Marini (M5S) vive in un appartamento Itea 

«Pago l’affitto a canone concordato»

Rovereto. Alex Marini, consigliere provinciale del M5S, vive in un appartamento Itea a San Giorgio. Ma in piena trasparenza, spiega lui stesso, «si tratta di un appartamento a canone concordato, in...
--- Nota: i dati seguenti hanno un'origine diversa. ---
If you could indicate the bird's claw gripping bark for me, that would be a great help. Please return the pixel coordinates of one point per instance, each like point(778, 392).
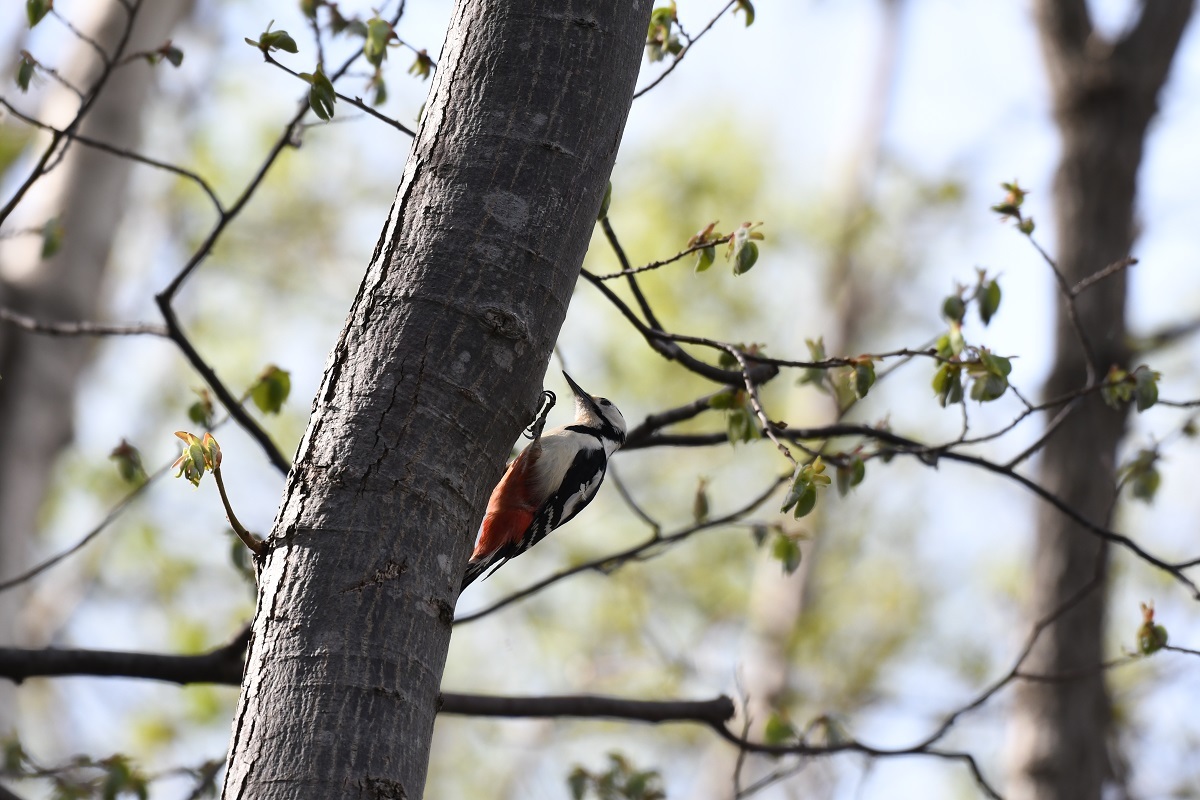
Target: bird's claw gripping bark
point(547, 402)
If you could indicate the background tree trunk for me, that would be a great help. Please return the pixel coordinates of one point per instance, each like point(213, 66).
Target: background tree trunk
point(1105, 94)
point(436, 373)
point(84, 191)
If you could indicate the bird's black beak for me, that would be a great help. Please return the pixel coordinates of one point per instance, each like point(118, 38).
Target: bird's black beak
point(582, 395)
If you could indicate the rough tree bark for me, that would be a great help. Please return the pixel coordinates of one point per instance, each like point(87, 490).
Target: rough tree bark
point(778, 600)
point(436, 373)
point(40, 374)
point(1105, 94)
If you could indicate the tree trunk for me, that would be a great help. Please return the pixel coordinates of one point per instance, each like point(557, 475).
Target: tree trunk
point(1104, 97)
point(436, 373)
point(84, 191)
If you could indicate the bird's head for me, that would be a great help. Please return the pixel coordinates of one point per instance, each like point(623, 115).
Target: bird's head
point(598, 413)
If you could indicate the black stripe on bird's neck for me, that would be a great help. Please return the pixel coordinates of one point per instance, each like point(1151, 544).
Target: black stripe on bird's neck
point(600, 432)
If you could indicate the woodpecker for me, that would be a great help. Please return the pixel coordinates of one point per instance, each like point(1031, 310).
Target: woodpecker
point(550, 482)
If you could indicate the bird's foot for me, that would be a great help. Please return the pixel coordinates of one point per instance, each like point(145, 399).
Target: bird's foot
point(547, 402)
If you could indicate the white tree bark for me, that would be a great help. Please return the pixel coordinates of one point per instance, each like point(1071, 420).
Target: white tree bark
point(84, 191)
point(437, 371)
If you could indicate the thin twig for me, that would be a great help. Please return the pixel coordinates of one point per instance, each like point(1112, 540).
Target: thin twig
point(256, 546)
point(357, 102)
point(684, 52)
point(55, 328)
point(121, 152)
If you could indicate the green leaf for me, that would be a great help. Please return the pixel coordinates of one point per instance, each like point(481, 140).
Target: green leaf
point(423, 66)
point(321, 94)
point(381, 88)
point(1151, 637)
point(864, 377)
point(851, 474)
point(1145, 392)
point(787, 552)
point(271, 390)
point(954, 308)
point(276, 40)
point(742, 247)
point(778, 731)
point(1117, 389)
point(948, 384)
point(129, 463)
point(1146, 482)
point(989, 388)
point(805, 503)
point(375, 47)
point(759, 533)
point(36, 10)
point(24, 71)
point(700, 503)
point(745, 258)
point(995, 365)
point(52, 236)
point(202, 410)
point(989, 300)
point(748, 7)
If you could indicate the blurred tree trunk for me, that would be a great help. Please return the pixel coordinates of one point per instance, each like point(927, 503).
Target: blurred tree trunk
point(1105, 92)
point(778, 600)
point(85, 192)
point(436, 373)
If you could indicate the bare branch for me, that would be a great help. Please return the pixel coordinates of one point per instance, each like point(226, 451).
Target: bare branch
point(121, 152)
point(48, 328)
point(357, 102)
point(220, 666)
point(43, 163)
point(113, 513)
point(647, 549)
point(655, 265)
point(684, 52)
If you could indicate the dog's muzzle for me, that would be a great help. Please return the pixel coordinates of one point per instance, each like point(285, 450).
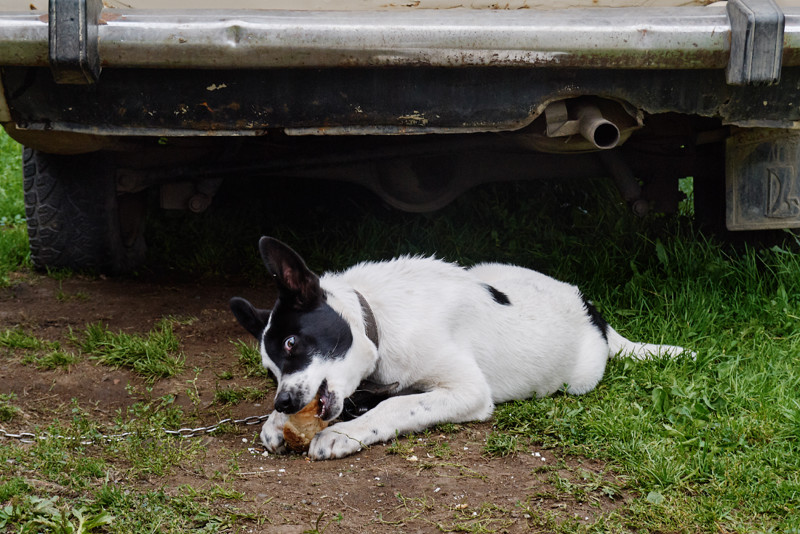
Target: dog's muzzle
point(288, 403)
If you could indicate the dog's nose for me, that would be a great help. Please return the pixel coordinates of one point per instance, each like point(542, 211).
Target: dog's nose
point(284, 402)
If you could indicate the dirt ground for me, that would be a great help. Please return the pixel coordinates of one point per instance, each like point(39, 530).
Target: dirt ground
point(446, 483)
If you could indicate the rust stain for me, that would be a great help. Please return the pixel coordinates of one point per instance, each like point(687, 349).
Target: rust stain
point(107, 16)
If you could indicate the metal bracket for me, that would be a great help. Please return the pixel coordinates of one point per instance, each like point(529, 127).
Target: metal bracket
point(756, 42)
point(72, 30)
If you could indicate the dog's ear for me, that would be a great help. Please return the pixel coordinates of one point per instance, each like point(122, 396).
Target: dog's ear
point(252, 319)
point(296, 282)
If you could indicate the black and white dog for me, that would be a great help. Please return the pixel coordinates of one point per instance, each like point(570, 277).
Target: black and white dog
point(460, 339)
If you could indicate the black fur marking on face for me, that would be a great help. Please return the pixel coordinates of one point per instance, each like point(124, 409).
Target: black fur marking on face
point(498, 296)
point(595, 317)
point(319, 333)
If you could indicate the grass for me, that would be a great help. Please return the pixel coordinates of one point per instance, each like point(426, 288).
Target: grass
point(153, 356)
point(703, 445)
point(13, 232)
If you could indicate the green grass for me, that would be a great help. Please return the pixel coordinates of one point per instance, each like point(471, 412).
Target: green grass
point(7, 409)
point(13, 232)
point(154, 356)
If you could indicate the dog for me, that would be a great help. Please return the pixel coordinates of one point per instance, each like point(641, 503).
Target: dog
point(453, 341)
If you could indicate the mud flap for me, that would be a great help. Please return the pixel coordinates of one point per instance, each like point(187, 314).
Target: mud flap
point(762, 179)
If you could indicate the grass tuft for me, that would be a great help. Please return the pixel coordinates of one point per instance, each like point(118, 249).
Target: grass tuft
point(153, 356)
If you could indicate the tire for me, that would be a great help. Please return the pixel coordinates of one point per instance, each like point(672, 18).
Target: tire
point(73, 214)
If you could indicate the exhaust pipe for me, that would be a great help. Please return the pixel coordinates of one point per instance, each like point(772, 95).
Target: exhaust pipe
point(601, 132)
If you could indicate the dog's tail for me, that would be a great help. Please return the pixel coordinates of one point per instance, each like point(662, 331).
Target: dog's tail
point(620, 347)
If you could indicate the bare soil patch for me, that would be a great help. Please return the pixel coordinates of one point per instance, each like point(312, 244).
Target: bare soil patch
point(431, 482)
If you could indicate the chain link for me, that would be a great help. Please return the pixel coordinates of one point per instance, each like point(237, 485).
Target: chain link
point(28, 437)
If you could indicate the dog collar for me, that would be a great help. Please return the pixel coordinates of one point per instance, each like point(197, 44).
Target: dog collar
point(370, 325)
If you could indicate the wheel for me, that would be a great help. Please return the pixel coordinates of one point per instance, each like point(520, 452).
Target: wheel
point(74, 214)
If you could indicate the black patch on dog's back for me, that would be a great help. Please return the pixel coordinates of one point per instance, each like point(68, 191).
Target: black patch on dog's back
point(595, 317)
point(498, 296)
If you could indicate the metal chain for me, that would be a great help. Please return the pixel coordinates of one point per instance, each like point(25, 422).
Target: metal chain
point(28, 437)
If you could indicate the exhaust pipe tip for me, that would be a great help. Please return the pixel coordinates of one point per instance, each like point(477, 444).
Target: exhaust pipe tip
point(602, 133)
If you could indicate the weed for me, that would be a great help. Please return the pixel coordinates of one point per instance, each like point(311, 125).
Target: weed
point(154, 356)
point(17, 338)
point(401, 446)
point(501, 444)
point(7, 410)
point(250, 359)
point(56, 359)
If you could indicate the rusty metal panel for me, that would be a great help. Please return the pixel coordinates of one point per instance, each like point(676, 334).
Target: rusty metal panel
point(410, 100)
point(763, 179)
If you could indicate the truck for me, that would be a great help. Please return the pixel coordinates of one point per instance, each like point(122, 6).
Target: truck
point(416, 100)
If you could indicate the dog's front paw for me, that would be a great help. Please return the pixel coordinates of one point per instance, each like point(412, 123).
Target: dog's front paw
point(334, 442)
point(272, 433)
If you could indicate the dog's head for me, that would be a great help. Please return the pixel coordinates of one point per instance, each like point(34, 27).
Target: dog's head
point(311, 347)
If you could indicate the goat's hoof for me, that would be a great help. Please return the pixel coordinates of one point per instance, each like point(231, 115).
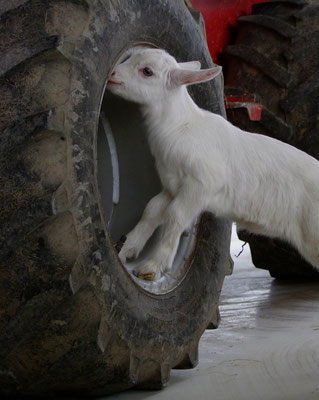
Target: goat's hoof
point(149, 276)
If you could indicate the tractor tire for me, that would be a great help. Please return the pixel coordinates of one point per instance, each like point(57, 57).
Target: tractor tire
point(73, 320)
point(276, 58)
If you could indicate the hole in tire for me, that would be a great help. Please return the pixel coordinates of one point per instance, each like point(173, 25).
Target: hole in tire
point(127, 180)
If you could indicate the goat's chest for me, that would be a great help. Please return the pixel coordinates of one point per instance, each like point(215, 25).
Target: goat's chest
point(171, 174)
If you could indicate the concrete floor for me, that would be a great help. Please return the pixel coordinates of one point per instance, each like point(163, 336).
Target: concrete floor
point(266, 347)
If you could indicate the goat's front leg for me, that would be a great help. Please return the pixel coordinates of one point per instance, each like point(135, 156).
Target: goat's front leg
point(151, 219)
point(178, 215)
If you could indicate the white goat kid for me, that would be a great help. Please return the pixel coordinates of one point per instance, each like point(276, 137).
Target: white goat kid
point(207, 164)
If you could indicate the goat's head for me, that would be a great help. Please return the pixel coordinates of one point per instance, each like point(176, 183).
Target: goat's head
point(148, 75)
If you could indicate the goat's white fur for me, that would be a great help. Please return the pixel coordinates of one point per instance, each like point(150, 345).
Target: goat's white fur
point(207, 164)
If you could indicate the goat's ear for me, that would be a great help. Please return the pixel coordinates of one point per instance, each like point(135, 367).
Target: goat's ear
point(191, 65)
point(178, 77)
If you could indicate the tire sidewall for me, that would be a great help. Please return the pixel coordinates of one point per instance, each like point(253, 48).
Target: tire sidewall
point(142, 320)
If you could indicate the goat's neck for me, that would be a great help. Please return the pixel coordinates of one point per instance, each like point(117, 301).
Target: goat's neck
point(170, 115)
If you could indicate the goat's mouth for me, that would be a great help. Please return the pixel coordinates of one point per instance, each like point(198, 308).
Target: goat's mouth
point(114, 83)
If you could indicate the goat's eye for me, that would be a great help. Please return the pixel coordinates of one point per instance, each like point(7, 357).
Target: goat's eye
point(147, 71)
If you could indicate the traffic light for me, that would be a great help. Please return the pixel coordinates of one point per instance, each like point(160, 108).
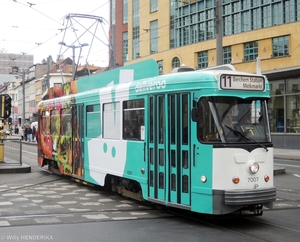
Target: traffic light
point(5, 105)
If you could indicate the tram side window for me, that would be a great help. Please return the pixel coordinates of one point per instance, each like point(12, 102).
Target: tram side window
point(55, 122)
point(65, 125)
point(111, 120)
point(207, 130)
point(93, 121)
point(133, 119)
point(45, 125)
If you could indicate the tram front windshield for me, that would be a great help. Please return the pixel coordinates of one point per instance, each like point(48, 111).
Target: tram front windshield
point(233, 120)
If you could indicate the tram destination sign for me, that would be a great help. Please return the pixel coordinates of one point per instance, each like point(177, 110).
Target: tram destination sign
point(244, 83)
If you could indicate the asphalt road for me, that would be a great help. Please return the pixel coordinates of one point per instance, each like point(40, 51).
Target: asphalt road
point(40, 206)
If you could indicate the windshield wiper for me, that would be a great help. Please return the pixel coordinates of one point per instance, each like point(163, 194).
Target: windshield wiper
point(247, 138)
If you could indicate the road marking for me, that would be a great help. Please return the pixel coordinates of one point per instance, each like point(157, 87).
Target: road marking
point(285, 165)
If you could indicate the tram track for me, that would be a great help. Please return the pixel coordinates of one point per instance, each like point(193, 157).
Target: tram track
point(249, 226)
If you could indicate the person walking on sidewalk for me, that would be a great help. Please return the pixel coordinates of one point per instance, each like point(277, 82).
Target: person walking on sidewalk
point(33, 133)
point(36, 135)
point(25, 133)
point(29, 134)
point(22, 133)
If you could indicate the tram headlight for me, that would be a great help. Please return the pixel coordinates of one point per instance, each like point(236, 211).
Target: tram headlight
point(254, 167)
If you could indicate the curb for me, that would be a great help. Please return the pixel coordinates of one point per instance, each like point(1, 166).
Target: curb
point(279, 170)
point(6, 168)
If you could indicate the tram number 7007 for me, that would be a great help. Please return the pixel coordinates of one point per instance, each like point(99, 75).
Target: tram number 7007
point(253, 179)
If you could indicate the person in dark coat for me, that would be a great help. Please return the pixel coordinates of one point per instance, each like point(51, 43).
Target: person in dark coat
point(25, 133)
point(33, 133)
point(29, 134)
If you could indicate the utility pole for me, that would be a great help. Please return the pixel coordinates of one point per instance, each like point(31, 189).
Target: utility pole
point(23, 90)
point(219, 34)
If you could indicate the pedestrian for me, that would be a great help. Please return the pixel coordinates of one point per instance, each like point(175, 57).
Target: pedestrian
point(25, 133)
point(33, 133)
point(29, 134)
point(22, 133)
point(36, 134)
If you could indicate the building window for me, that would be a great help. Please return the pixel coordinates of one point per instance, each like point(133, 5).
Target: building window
point(125, 11)
point(227, 55)
point(284, 106)
point(153, 6)
point(153, 37)
point(266, 16)
point(125, 47)
point(160, 67)
point(202, 59)
point(281, 46)
point(175, 62)
point(250, 51)
point(135, 29)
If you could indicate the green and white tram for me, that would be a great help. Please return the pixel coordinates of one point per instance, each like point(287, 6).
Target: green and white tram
point(196, 140)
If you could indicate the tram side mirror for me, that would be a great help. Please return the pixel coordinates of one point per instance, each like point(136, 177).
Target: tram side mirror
point(195, 114)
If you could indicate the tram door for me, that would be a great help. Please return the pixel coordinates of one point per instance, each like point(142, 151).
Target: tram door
point(77, 139)
point(169, 146)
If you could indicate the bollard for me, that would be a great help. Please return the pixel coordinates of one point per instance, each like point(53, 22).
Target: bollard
point(1, 152)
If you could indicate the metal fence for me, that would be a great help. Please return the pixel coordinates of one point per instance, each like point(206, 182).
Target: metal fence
point(11, 151)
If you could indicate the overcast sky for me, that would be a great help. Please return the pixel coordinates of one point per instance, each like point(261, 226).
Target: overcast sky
point(36, 27)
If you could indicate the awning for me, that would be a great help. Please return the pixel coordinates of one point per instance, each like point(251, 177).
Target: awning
point(290, 72)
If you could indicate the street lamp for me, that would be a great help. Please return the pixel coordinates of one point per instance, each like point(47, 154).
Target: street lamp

Rovereto. Alex Marini, consigliere provinciale del M5S, vive in un appartamento Itea a San Giorgio. Ma in piena trasparenza, spiega lui stesso, «si tratta di un appartamento a canone concordato, in cui siamo entrati, io e mia moglie, attraverso un bando che scadeva a fine agosto del 2015, cioè oltre tre anni prima che entrassi in consiglio provinciale. Il canone concordato prevede un reddito minimo (24.600 euro di imponibile per una famiglia di 4 persone, ndr.) e gli appartamenti, come recita il bando stesso, non sono destinati all’edilizia residenziale pubblica. I requisiti reddituali hanno la funzione di provare la solvibilità dell’affittuario, perché il canone non è “moderato”, ma fisso e a prezzi pressoché di mercato. Nello specifico, si parla di poco più di 80 metri quadri, per un affitto mensile di 577 euro, più spese condominiali, per un totale di circa 650 euro. L’affitto viene aggiornato ogni anno, e in tre anni è salito a 570 euro mensili. Per entrare, bisogna versare una cauzione di tre mesi. Tra l’altro, come tutti gli appartamenti a canone concordato, anche nel settore privato, l’affitto non è deducibile dalla dichiarazione dei redditi, quindi siamo svantaggiati rispetto a un normale affitto. Oltretutto, qualora il reddito per qualche ragione cali, l’affitto non viene rimodulato, ma si mantiene costante. Dato che mia moglie svolge lavori precari, in famiglia possiamo contare sul mio stipendio di consigliere provinciale, che si aggira sui 5 mila euro, dei quali restituisco ogni mese circa 2 mila euro che confluiscono in un fondo creato da me e da Filippo Degasperi, con cui vogliamo finanziare in progetto di approfondimento ecologico nelle scuole. Ho già restituito 8.977,78 euro e con le restituzioni settembre dovrei superare la soglia dei 10 mila. Peraltro, pago di tasca mia i contributi Inps volontari. Non mi sento un privilegiato, né di dovermi vergognare» commenta Marini. Tutto legittimo e trasparente, dunque, malgrado qualcuno punti il dito su presunti privilegi.